Defenders of Mt. Starica charged for their activism. From left to right Mladen Vladic, Vladimir Bozic and Nenad Kovacevic. Photo: Just Finance International January (2024).

Three Serbian environmental activists are charged with intolerance and violence, two years after their involvement in a protest against a Chinese mining company in the village of Majdanpek. The activists maintain their innocence, asserting that their demonstration was a peaceful effort to oppose hazardous mining operations that threaten both human lives and the environment.

In the summer of 2022, more than 100 individuals gathered at Mt. Starica, near Majdanpek, to protest against Zijin Mining, a Chinese company conducting blasting operations on the mountain above the village. The protesters aimed to halt these activities, fearing that the blasting would increase the community’s exposure to toxic dust from the extensive mining operations in the area. They also accused Serbia Zijin Copper of illegally operating on state land without the right to expropriate it.

For four months, the activists successfully impeded Zijin’s operations at Mt. Starica, an act referred to as the ‘Battle for Starica’. However, their efforts ended when police forcibly removed them from the mountainside, allowing the Chinese company to resume blasting. Subsequent rockfalls from the mountain damaged houses in the village.

Following the protest, three activists were interrogated by police, beaten, and imprisoned for one month on unclear charges. Their families received little information about their whereabouts or the reasons for their detention.

Now, two years later, these activists face charges of damaging other people’s property and by committing violence against Chinese workers. In an indictment read by Just Finance International, Serbian Public Prosecutor Ksenija Branković accused the activists of damaging property and inciting national and racial intolerance toward Chinese residents and workers in Serbia.

The activists deny all these charges, calling the indictment absurd. They insist they did not destroy any machinery, engage in racist behavior, or use violence. Instead, they claim they were subjected to police brutality and arbitrary detention. They believe the charges are an attempt by the Serbian government to silence their activism. 

“Instead of supporting this brave fight for the protection of nature and the rights of the local community,” one activist wrote in response to the indictment, “the government chose to implement a humiliating scenario of arrest and exile.” 

The Chinese mining company Zijin has been Serbia’s strategic partner since 2018, operating the copper and gold mines in Bor and Majdanpek, which house some of Europe’s largest deposits. The contract between Serbia and Zijin remains undisclosed, raising questions about the legality of the operations at Mt. Starica.

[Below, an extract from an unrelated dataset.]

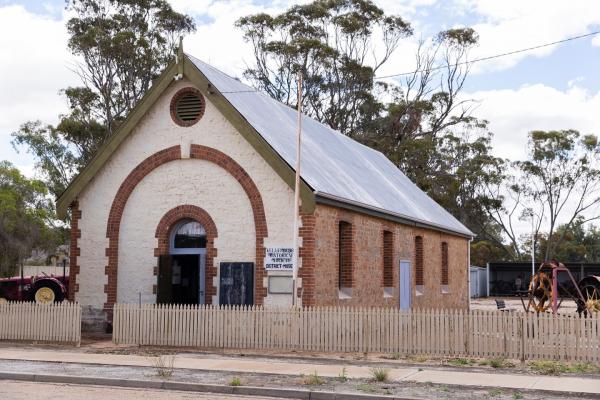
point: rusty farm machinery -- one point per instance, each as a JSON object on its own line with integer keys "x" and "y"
{"x": 547, "y": 292}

Open pit mine JUZNI REVIR in Majdanpek. Photo: Just Finance International (January 2024)

The case has previously drawn the attention of the United Nations. In March 2023, several independent human rights experts appointed by the UN Human Rights Council addressed allegations of arbitrary detentions and police violence against the activists. The UN experts requested that the Serbian government respond to these accusations within 60 days.

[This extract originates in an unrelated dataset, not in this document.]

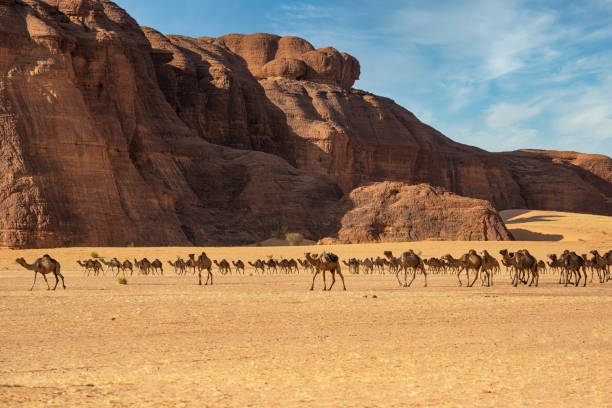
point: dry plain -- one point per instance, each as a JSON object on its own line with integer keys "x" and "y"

Among their inquiries, the UN experts sought clarification on how Serbia ensured the activists’ due process rights. These include the right to a fair and public hearing by an independent and impartial tribunal and adequate time and facilities to prepare their defense.

Serbia’s response to the UN experts denied all allegations of human rights violations. Instead, the government accused the activists of injuring a Chinese worker, damaging machinery belonging to the Chinese company, and using illegal drugs. Serbia also claimed that the excavations on Mt. Starica were conducted to protect the village from falling rocks.

Mountain Mt. Starica which was epicenter of confrontation between citizens and Chinese company, Part of mountain is missing due the excessive use of dynamite. Photo: Just Finance International (January 2024)

The activists vehemently disputed the Serbian government’s claims, accusing it of misleading the UN experts. They maintained that the excavations began without safety precautions or public announcement and were solely for the exploitation of copper, silver, and gold. To support their argument, the activists pointed to a lawsuit from 2022 signed by Zijin’s general director, which stated that “the activists are preventing the company from exploiting copper, silver and gold ore” on plot 624/1 KO Majdanpek. 

Since Zijin Mining and Zijin Copper commenced operations in Bor and Majdanpek in 2018, production has surged, accompanied by increased environmental concerns. The company has faced numerous lawsuits for expropriating private land without permits and violating environmental regulations.

Just Finance International has previously criticized the Serbian government for weakening legal frameworks and transparency concerning Chinese investments and lending.